Encore Michigan

‘Dancing’ from Vinogradov premieres at Planet Ant

Review December 09, 2019 David Kiley

HAMTRAMCK, Mich.–Dancing. All relationships are a dance, aren’t they? Adjusting grips. Touching. Standing apart. Slowing down. Speeding up. Taking a break, while one partner remains on the dance floor. Sharing. Withholding.

That is the crux of Maxim Vinogradov’s new play, Dancing, premiering this month here at Planet Ant. The play’s title is given more literalness by the fact that one of the two characters, known to us as “S,” (Rashi Sarwar) is an actual ballet dancer in the story.

The play opens when “J” (Cookie Isenberg) enters a dodgy hotel room, probably in a single-room-occupancy (SRO), somewhere in Pennsylvania, and realizes that “S” is under the chair/loveseat, covered in sheets. “S” crawls out, and the two begin a conversation and mind probe trying to figure one another out. It’s a dance, the beginning of a dance. It is obvious from the start that neither is being honest with one another about key facts, such as their respective ages. And neither will tell one another their names. The room is very cheap because there is no bed. The bathroom is in the hall, and well…the room was the scene of a recent killing, which is why “S’ got the room so cheaply.

Dancing is in three acts. And truthfully, at the end of the first act, you could be asking yourself why you are watching these two characters? In their late teens, these two girls speak in a lot of vapid fragments. At the same time, though, you know that with two acts to go, this first act will make more sense as the play rolls forward. And it does.

Act Two finds the two characters together again at a point in the future, re-united and re-connected. The dialogue and the story go deeper, and the audience is drawn in to what has been happening, reflecting on the first act. The third act has the two in yet another context, time and place, leading to the denouement. There is a truth behind these characters that washes over the audience, and many should have a clue before Act Three. But no spoilers here.

Ms. Sarwar is exceptional as “S.” She is extremely animated, both physically and vocally, and does an excellent job of using her striking face to communicate and express the character’s pain and longing, all while keeping a sense of humor provided by Vinogradov’s script close at hand. Cookie Isenberg plays “J”. Ms. Isenberg is a junior in high school, and displays some real chops. A few years younger than Ms.
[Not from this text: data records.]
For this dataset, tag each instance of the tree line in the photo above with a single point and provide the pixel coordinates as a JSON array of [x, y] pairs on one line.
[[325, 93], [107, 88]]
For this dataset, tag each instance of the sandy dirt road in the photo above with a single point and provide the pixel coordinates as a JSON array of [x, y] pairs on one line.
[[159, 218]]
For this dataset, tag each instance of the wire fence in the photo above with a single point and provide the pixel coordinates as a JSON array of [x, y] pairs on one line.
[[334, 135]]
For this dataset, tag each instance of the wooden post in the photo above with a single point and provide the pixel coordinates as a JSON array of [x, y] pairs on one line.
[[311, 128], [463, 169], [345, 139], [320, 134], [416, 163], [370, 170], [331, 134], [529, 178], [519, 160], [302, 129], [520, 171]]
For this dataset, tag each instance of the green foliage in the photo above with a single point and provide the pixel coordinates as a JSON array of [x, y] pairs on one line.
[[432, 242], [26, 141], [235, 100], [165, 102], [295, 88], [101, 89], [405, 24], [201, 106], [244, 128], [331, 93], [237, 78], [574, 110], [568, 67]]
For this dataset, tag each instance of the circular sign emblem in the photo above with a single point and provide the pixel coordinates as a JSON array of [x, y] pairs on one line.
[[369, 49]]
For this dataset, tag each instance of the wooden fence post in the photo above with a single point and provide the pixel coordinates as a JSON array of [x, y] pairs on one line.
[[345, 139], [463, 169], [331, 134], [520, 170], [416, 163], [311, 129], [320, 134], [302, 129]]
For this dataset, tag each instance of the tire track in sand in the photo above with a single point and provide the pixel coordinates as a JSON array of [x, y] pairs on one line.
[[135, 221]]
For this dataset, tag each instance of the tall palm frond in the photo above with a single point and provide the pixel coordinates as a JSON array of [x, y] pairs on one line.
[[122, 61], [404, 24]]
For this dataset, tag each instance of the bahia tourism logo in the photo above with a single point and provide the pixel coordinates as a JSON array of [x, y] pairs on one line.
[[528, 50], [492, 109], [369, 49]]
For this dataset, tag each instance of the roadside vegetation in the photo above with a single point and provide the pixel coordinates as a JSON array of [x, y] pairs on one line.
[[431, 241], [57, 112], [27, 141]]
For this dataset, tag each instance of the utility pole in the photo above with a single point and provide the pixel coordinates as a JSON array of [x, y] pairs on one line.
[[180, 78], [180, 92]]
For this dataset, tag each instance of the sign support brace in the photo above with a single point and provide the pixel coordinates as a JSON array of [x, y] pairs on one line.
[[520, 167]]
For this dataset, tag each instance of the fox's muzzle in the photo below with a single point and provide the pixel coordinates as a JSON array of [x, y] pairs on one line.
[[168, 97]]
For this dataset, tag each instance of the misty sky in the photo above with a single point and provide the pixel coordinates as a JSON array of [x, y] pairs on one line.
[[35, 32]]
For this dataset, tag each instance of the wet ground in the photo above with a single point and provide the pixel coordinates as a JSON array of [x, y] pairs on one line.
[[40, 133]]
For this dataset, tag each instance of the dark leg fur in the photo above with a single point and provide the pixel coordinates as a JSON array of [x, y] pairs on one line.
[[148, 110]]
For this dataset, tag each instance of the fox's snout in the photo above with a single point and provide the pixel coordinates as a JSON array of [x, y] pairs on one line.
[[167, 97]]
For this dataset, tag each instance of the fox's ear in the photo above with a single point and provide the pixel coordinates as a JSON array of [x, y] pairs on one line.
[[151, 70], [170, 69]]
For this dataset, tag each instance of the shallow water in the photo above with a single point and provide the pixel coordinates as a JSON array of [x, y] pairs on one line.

Sarwar, it is a challenge for her at times to sell that she is 20 or 21 by the end of the story, as her features and persona seem more 16 than 20. But she is a fine and promising actress, and manages to get there on the whole for this intimate play.

Dancing is directed ably by Kaitlyn Valor Bourque. Set design by Jared Scott Morin is thoughtful, if spare, but nicely captures the minimalist surroundings these two young women find themselves in with little money between them. Mike Brown designed lights and sound.

Vinogradov says he was somewhat influenced in this story by stories such as “Before Trilogy” and “Two For The Road.” Dancing is a strong two-hander play, exploring the GPS directions of an important relationship between two young people deprived of emotional warmth at home when they were forming their love and life patterns as children and adolescents.

But even when lacking the conventional sustenance, like many young people in the same predicament, they make do. “J” writes. She writes and she writes and she writes. And the bits from her pen that Vinogradov gives us to hear are heartfelt and literate. And in a particularly inspired stroke, “J” gives “S” the name “Starscream” early in the story as a substitute name for the one she won’t reveal.

It’s elements of the story like this that make beautiful sense as the play reveals itself and opens up like a bottle of red wine.

The full title of the play is “Dancing: A Life Story In Three Acts.” Even the title takes time to make sense til the end of the story. And when it does, you’ll find yourself thinking about these two characters long after the curtain closes.